Review from "Amiga Power" magazine 11/1991
Review written by Sean Masterson

The Magnetic Scrolls Collection

If you thought adventure games had gone out with the advent of the bitter, think again. What's more remarkable about this package than any of the games it contains is the window and menu system it uses. The functions embedded in the system are normally the domain of expensive desktop software suites. Assuming you have one meg, then, you can now spend more time playing the same move in a myriad of possible ways than the weeks it would previously have taken to finish Fish, Corruption and Guild of Thieves.

These games first appeared in traditional graphic adventure format, with key illustrations displayed above a test display and > interpreter that threatened to reply "You cannot see the south here" every time you typed in a command. Using the windows system the company developed for the overblown Wonderland (as in the one Alice trashed), you can make moves by moving icons, clicking a pointer menus of key commands or typing them in. ("You cannot see the south here.") It is a revolution. Magnetic Scrolls, who first found fame with The Pawn and its Infocom-beating parser implementation, now give us a whole bunch of reasons to spontaneously combust in awe of their cleverness.

Corruption can be found in the most unlikely of places. The sink, however, isn't usually one of them. It takes more than a thieving mind to join the Guild of Thieves. Only the lowdown and sneaky need apply.

Guild of Thieves was their second release and it's good to see it again, dressed up or otherwise. It's the only game that has ever really managed to get the concept (apologies to Pseuds' Corner for using the word) of thieving into a game and make it fun. As you try to prove yourself to a town's most discreet brotherhood, you're drawn into a veritable den of iniquity, whatever one of those is. And the ensuing plot unravels faster than knuckles crack when they're caught in a till. There's a high humour quotient and some of the punchlines are good enough to steal for yourself. This is stuff well above second rate.

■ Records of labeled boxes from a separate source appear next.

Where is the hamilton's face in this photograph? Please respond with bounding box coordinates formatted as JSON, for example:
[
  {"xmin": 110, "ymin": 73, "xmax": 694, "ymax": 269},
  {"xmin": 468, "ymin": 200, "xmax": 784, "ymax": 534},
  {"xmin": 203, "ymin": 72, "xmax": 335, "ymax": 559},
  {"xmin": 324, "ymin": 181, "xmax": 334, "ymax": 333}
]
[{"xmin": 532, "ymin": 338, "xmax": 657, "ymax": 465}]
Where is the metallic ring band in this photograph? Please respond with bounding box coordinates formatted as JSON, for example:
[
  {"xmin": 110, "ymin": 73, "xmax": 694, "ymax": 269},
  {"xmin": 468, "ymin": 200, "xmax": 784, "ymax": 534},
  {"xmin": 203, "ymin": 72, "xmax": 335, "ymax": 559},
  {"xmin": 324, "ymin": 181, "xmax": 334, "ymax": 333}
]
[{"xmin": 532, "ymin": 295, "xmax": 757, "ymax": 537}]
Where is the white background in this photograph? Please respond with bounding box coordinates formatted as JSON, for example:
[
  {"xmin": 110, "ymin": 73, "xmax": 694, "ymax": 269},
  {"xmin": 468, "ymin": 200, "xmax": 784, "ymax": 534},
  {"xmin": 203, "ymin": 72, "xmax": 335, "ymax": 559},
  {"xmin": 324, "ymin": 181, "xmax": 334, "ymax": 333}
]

Fish boasts another first. If you've never played an adventure set entirely in one of those plastic castles that look so natural in the bottom of a goldfish bowl, you've never played Fish. Yes, only you, a humble goldfish, can rescue your underwater world from a gang of extraordinary aquatic adversaries known as The Seven Deadly Fins. Extremely silly adventure games have been tried before but most of them have been trying. The problem with Fish is that some of it is just so totally hatstand - quite often the stumpers seem either pointless or wasted, occasionally unfair. Still, in my book it's a damn site funnier and more playable than James Pond. You'll have a good laugh at the puns, too. I'd make one here but it ain't my place.

Weakest of the tree games is Corruption. Your character is a budding yuppie and the plot seems to involve little more than a succession of lessons in humourless disillusionment. I'm afraid I found it less than captivating and certainly isn't the kind of thing you should think about getting into if you get easily paranoid.

Still, anyone who's ever enjoyed an adventure game will lap up Fish and Guild of Thieves at least. Even if adventure games usually turn you catatonic from four hundred yards, they've rarely been more playable than the examples here, and the new display system makes them more accessible too, They're all notoriously difficult to complete too. Neat.

The Bottom Line
Interesting and useable new display system gives two classic adventures (and one okayish one) a new lease of life. Ideal for people who got into Wonderland, but perhaps expensive if you already own one or more.